65 ans après les premières explosions nucléaires françaises en Algérie, les appels à la reconnaissance, à la dépollution et à la réparation se font plus pressants. Experts, historiens et militants « exigent » la remise des cartes topographiques des sites contaminés et le nettoyage des zones irradiées. Face aux silences et aux falsifications, la bataille pour la vérité et la justice s’intensifie.
Le 13 février 1960, la France faisait exploser sa première bombe atomique dans le Sahara algérien, à Reggane, dans la région d’Adrar. Baptisée « Gerboise bleue », cette détonation de 70 kilotonnes (trois à quatre fois plus puissante que celle d’Hiroshima) ouvrait la voie à une série d’essais nucléaires qui allaient souiller durablement les sols et marquer les corps. 65 ans plus tard, le passé ne passe pas.
Les appels à la reconnaissance des crimes coloniaux se multiplient, tandis que Paris continue de dissimuler des informations essentielles. Militants, juristes et scientifiques exigent la remise des cartes topographiques des sites des explosions et le nettoyage de ces zones hautement contaminées.
Pour Fatma Zohra Benbrahem, avocate et militante des droits de l’homme, le dossier des essais nucléaires français en Algérie a connu des avancées ces dernières années, mais reste encore entaché d’opacité. « La France cherche à dissimuler la vérité à travers des rapports falsifiés destinés à minimiser l’ampleur des dégâts », dénonce-t-elle. Selon elle, Paris doit être contraint de révéler l’emplacement exact des déchets radioactifs, restés enfouis sous le sable du Sahara. Car derrière la question mémorielle se cache une réalité sanitaire dramatique. De nombreuses populations locales continuent de souffrir de pathologies lourdes, cancers et malformations congénitales en tête, sans qu’aucune prise en charge spécifique ne leur soit accordée. La militante réclame une reconnaissance officielle du 13 février comme « journée mondiale des victimes des explosions atomiques » et propose la tenue d’une conférence internationale afin d’obliger les États pollueurs à assumer leurs responsabilités.
Un crime environnemental et humain
Si l’impact sur la santé humaine est dramatique, les dégâts écologiques sont tout aussi alarmants. Contrairement aux discours officiels, la radioactivité persiste dans les sols et les nappes phréatiques. Mohamed Lahcen Zeghidi, historien, rappelle que les essais nucléaires français en Algérie constituent « l’un des plus grands crimes contre l’humanité », précisément parce que leurs effets perdurent sur des millénaires.

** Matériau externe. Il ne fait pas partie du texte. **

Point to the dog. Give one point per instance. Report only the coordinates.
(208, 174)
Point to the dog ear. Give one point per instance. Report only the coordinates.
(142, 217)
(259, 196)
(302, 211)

Même constat du côté du professeur d’histoire contemporaine Ben Youcef Tlemsani, pour qui il est impératif d’intensifier la pression sur la France. « Nous devons engager une mobilisation continue afin de la contraindre à reconnaître la pollution irréversible qu’elle a infligée au Sahara et à assumer la responsabilité des dommages causés aux populations et à l’environnement », affirme-t-il.
À ces revendications s’ajoute une demande de justice. Si la France a reconnu en 2010, par la loi Morin, la nécessité d’indemniser certaines victimes des essais nucléaires, les critères d’éligibilité sont si restrictifs que peu d’Algériens en ont réellement bénéficié.
Au-delà des considérations sanitaires et écologiques, la question de la responsabilité pénale de la France se pose avec de plus en plus d’acuité. Amar Mansouri, chercheur en génie nucléaire, appelle à réfuter systématiquement « les mensonges français sur l’impact des essais », qui, selon lui, cherchent à minimiser leur dangerosité. «Des armes de destruction massive » ont été testées en Algérie sans la moindre considération pour les populations locales. En plus des explosions aériennes, la France a procédé à des essais souterrains dans le massif du Hoggar, avec des fuites radioactives incontrôlées. Certains de ces tirs, comme celui de « Béryl » en 1962, ont même exposé des militaires français eux-mêmes, une catastrophe que Paris a longtemps cherché à dissimuler. Les Algériens réclament aujourd’hui des actes. L’ère des discours vides et des promesses non tenues doit cesser. La transmission des cartes des sites d’enfouissement des déchets radioactifs est une exigence minimale. Le nettoyage des zones contaminées est un impératif moral et environnemental. L’indemnisation des victimes est un droit fondamental.